Commun Med (Lond). 2025 Jul 1;5(1):259. doi: 10.1038/s43856-025-00930-7.

Abstract

Background: Conventional histopathological examination for breast core needle biopsy diagnosis is time-consuming and labor-intensive, leading to delayed medical treatments and increased psychological burden for patients. A rapid and reliable diagnostic method is needed to assist routine pathological diagnosis.

Methods: We developed a miniature mass spectrometry platform coupled with paper spray ionization (MiniMaP) for rapid breast cancer diagnosis. This platform enables direct molecular analysis of biopsy samples without sample preparation. A machine learning model was trained to differentiate benign and malignant samples based on molecular profiles. The platform's performance was further evaluated in a 22-month multicenter validation study.
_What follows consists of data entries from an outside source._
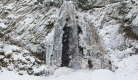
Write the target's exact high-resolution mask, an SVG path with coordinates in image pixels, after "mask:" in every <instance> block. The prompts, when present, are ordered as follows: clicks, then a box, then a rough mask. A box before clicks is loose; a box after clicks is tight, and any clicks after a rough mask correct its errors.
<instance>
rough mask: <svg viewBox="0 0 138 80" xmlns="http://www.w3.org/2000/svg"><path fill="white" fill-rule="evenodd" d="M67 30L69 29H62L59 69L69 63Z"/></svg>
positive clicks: (68, 30)
mask: <svg viewBox="0 0 138 80" xmlns="http://www.w3.org/2000/svg"><path fill="white" fill-rule="evenodd" d="M69 30H70V27H68V26H67V24H66V25H65V27H64V28H63V31H64V33H63V37H62V63H61V67H64V66H66V67H68V66H69V62H70V51H69Z"/></svg>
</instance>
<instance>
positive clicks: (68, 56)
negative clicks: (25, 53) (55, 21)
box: [46, 1, 111, 69]
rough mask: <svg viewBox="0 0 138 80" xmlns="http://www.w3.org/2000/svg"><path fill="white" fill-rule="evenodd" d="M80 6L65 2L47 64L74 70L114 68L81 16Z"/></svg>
mask: <svg viewBox="0 0 138 80" xmlns="http://www.w3.org/2000/svg"><path fill="white" fill-rule="evenodd" d="M77 9H78V7H77V5H76V4H75V3H74V2H72V1H65V2H64V3H63V4H62V5H61V8H60V11H59V14H58V15H59V17H58V19H57V21H56V23H55V24H54V26H55V33H54V37H53V41H52V43H51V44H49V45H48V50H47V51H48V52H47V53H46V65H48V66H49V67H52V66H56V67H57V68H58V67H64V66H66V67H70V68H73V69H86V68H92V69H101V68H107V69H111V64H109V63H110V61H109V59H108V57H107V55H106V54H105V53H104V50H103V48H102V43H101V41H100V37H99V36H98V34H97V32H96V31H95V29H94V28H93V26H92V25H91V24H90V23H89V22H87V21H85V16H86V15H84V16H82V15H79V14H78V13H79V11H78V10H77Z"/></svg>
Results: Here we show that the machine learning model trained on molecular profiles achieves 88% accuracy in distinguishing breast cancer from benign samples. The model identifies 60 molecular features as potential biomarkers. Additionally, MiniMaP is implemented for on-site analysis in a hospital setting, enabling breast cancer diagnosis within 5 min. The platform maintains consistent accuracy (84%) across 540 biopsy samples over the 22-month validation period.

Conclusions: Our results demonstrate that the MiniMaP platform enables rapid breast cancer diagnosis and maintains consistent performance in long-term multicenter validation. It holds promise for assisting clinical breast cancer diagnosis by providing instant diagnostic reports to support timely medical decisions and improve medical care.

Plain language summary

Finding a lump in the breast does not always mean cancer, but waiting for test results can be an anxious and stressful experience. Current diagnostic methods for breast cancer rely on examining tissue samples under a microscope, which typically takes 1–2 weeks for a final report. In this study, we developed the MiniMaP platform, a small mass spectrometer designed for rapid breast cancer diagnosis, capable of quickly analyzing the molecular composition of tissue samples. This method requires no complex sample preparation and can provide results within 5 min. We trained a computational model to distinguish between cancerous and non-cancerous samples and further evaluated its robustness in a hospital setting. Our results suggest that MiniMaP could help doctors diagnose breast cancer faster, allowing patients to receive timely treatment and reducing the anxiety of waiting for results.